1. ¹Department of Psychiatry, Washington University School of Medicine, St Louis, MO, USA
2. ²Department of Basic Medical Sciences, University of Arizona College of Medicine—Phoenix, Phoenix, AZ, USA
3. ³Departments of Psychiatry and Neurosciences, Case Western Reserve University and Louis Stokes Cleveland DVA Medical Center, Cleveland, OH, USA
4. ⁴Department of Pathology and Immunology, Washington University School of Medicine, St Louis, MO, USA
5. ⁵Hope Center for Neurological Disorders, Washington University School of Medicine, St Louis, MO, USA

Correspondence: Dr A Gallitano-Mendel, Department of Basic Medical Sciences, University of Arizona College of Medicine—Phoenix, 550 East Van Buren, Phoenix, AZ 85004-2230, USA. Tel: +1 602 827 111; Fax: +1 602 827 2144; E-mail: amelia@email.arizona.edu; Dr J Milbrandt, Department of Pathology, Washington University School of Medicine, Campus Box 8118, St Louis, MO 63110, USA. Tel: +1 314 362 4650; Fax: +1 314 362 8756; E-mail: jmilbrandt@wustl.edu

Received 16 February 2007; Revised 11 May 2007; Accepted 6 June 2007; Published online 18 July 2007.

Abstract

Immediate early genes (IEGs) of the early growth response gene (Egr) family are activated in the brain in response to stress, social stimuli, and administration of psycho-active medications.
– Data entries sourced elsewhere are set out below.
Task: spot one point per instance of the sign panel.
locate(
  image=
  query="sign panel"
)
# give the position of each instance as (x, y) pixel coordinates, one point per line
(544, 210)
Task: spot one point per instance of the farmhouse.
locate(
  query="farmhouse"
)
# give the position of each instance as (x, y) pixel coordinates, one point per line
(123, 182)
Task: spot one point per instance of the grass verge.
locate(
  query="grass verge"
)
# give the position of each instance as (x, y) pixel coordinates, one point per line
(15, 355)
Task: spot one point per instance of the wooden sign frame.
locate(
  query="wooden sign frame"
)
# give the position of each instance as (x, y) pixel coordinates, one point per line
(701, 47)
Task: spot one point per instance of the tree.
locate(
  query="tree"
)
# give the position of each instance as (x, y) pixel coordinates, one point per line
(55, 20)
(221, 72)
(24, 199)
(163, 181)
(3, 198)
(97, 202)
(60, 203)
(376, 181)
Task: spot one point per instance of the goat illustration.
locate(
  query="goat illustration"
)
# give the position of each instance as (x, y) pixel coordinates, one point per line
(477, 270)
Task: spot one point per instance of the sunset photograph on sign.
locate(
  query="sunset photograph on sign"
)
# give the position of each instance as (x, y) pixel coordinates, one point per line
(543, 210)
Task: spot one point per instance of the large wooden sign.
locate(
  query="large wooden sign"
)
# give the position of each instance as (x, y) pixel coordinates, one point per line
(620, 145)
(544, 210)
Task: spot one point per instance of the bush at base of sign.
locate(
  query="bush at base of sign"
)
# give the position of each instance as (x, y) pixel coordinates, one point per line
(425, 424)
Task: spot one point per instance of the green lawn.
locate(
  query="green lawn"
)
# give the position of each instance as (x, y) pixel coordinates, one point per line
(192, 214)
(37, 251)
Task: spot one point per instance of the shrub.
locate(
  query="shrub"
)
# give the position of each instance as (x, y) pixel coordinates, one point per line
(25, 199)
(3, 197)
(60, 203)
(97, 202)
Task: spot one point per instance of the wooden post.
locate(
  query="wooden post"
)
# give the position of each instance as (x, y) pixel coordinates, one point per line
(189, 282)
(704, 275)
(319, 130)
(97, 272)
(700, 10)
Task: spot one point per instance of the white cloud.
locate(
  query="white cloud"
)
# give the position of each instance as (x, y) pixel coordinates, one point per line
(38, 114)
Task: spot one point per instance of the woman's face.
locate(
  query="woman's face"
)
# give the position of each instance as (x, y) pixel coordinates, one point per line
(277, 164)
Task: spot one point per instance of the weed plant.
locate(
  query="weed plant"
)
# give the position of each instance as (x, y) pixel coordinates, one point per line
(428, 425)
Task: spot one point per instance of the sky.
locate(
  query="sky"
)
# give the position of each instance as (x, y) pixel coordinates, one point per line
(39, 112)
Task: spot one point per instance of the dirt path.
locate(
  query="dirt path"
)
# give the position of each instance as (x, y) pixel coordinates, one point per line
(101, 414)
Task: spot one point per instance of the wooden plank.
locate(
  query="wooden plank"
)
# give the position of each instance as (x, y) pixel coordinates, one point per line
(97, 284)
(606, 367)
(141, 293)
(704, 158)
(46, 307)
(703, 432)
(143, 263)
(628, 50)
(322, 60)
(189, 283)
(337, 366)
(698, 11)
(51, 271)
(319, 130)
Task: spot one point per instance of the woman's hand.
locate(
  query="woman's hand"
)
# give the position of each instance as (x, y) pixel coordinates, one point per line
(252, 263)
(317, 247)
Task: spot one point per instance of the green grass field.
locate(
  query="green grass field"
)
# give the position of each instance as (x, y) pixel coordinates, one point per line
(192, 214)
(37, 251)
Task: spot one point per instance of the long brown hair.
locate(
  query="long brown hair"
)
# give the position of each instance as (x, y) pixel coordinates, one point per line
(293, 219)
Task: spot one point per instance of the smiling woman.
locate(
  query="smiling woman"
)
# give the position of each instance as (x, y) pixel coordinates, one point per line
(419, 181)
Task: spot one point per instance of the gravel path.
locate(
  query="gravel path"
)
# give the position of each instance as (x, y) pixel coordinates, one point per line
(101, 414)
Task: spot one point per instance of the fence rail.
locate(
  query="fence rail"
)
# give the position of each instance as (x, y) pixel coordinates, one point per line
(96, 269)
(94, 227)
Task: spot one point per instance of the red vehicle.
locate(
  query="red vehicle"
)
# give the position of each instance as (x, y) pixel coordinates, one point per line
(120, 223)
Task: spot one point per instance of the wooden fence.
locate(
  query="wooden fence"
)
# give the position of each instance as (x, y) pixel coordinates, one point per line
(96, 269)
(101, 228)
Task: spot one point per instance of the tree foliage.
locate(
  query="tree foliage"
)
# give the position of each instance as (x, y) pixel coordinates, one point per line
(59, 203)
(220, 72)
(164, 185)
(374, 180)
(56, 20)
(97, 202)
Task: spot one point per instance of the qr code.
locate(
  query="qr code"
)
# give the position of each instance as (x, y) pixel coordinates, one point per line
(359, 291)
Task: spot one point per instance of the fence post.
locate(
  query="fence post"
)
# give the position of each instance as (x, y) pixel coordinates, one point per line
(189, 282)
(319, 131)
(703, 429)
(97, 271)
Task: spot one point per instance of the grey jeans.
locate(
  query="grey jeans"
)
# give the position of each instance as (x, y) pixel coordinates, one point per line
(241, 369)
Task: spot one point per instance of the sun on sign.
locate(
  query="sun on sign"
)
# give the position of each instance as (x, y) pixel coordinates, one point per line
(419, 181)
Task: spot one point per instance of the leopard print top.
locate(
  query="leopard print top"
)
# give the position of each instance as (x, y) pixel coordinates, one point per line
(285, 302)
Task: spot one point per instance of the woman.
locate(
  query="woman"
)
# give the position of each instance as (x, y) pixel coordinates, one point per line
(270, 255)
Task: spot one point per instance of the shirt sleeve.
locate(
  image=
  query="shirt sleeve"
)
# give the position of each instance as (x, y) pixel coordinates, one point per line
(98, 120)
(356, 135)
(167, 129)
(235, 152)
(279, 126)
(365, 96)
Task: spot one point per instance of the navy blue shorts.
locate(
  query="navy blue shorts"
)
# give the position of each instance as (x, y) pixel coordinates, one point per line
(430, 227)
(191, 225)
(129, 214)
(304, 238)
However, little is known about the role of these genes in the biological or behavioral response to these stimuli. Here we show that mice lacking the IEG transcription factor Egr3 (Egr3-/- mice) display increased aggression, and a decreased latency to attack, in response to the stressful social stimulus of a foreign intruder. Together with our findings of persistent and intrusive olfactory-mediated social investigation of conspecifics, these results suggest increased impulsivity in Egr3-/- mice. We also show that the aggression of Egr3-/- mice is significantly inhibited with chronic administration of the antipsychotic medication clozapine. Despite their sensitivity to this therapeutic effect of clozapine, Egr3-/- mice display a marked resistance to the sedating effects of acute clozapine compared with WT littermate controls. This indicates that the therapeutic, anti-aggressive action of clozapine is separable from its sedating activity, and that the biological abnormality resulting from loss of Egr3 distinguishes these different mechanisms. Thus Egr3-/- mice may provide an important tool for elucidating the mechanism of action of clozapine, as well as for understanding the biology underlying aggressive behavior. Notably, schizophrenia patients display a similar decreased susceptibility to the side effects of antipsychotic medications compared to non-psychiatric controls, despite the medications producing a therapeutic response. This suggests the possibility that Egr3-/- mice may provide insight into the neurobiological abnormalities underlying schizophrenia.